Introduction: The novel coronavirus epidemic which originated in late 2019 from China has wreaked havoc on millions across the world with illness, death and socioeconomic recession. As of now no valid treatment or preventative strategy has evolved worldwide and governments across the world have been forced to take the draconian step of social isolation in communities by enforcing lockdowns. Aim of this Study: This study aims to correlate the rates of infection with the novel coronavirus and total deaths as the primary output variable. In addition the strength of association between infection rates and total death in comparison to GDP share of the respective countries, physicians, hospital beds and rates of testing for COVID 19 infection per thousand patients, is being assessed, in a bid to develop a model which would help to develop tools to reduce the impact of this disease.
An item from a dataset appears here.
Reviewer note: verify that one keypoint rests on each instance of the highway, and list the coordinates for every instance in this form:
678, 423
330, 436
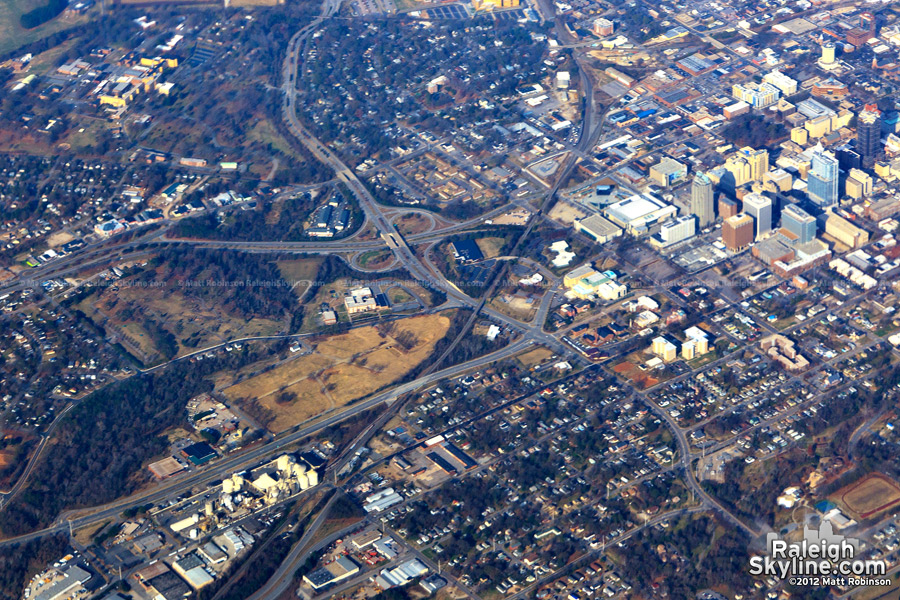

Material & Methods Data relating to number of cases, severity, cases recovered and deaths worldwide and specifically for the top six countries affected was collected from the WHO COVID-19 situation report which is being updated on a daily basis till 22nd March 2020, the date of analysis. Additional data related to GDP, physician and hospital bed per 1000 patients were procured from the World Bank database. All data were collected in a file in CSV format. Analysis was conducted in Jupyter notebook with Python 3.8.2 software and also with XL-Stat statistical software for excel. The analytical strategy was descriptive with no inferential overtones. Results: COVID 19 infection strongly correlates with total deaths (r : 0.89), with a predicted death rate of 25 patients per 1000 affected. There was no correlation between the GDP growth of the country and number of treating physicians/1000 patient population with any COVID 19 related outcome. However there was a negative correlation between COVID 19-related deaths and the number of beds available per 1000 population [r=-0.34]. Importantly there is an inverse correlation between the number of tests conducted per million population with the rates of active infections [r=-0.12] , new cases [r=-0.38] and new deaths [r=-0.28] in COVID 19. Conclusion: This is the first study to assess parameters other than age and sex and sets out a robust dataset which indicates an increased risk of worsening outcomes with lesser number of beds and testing, suggesting that the need of the hour is to increase available bed numbers and to increase rates of testing.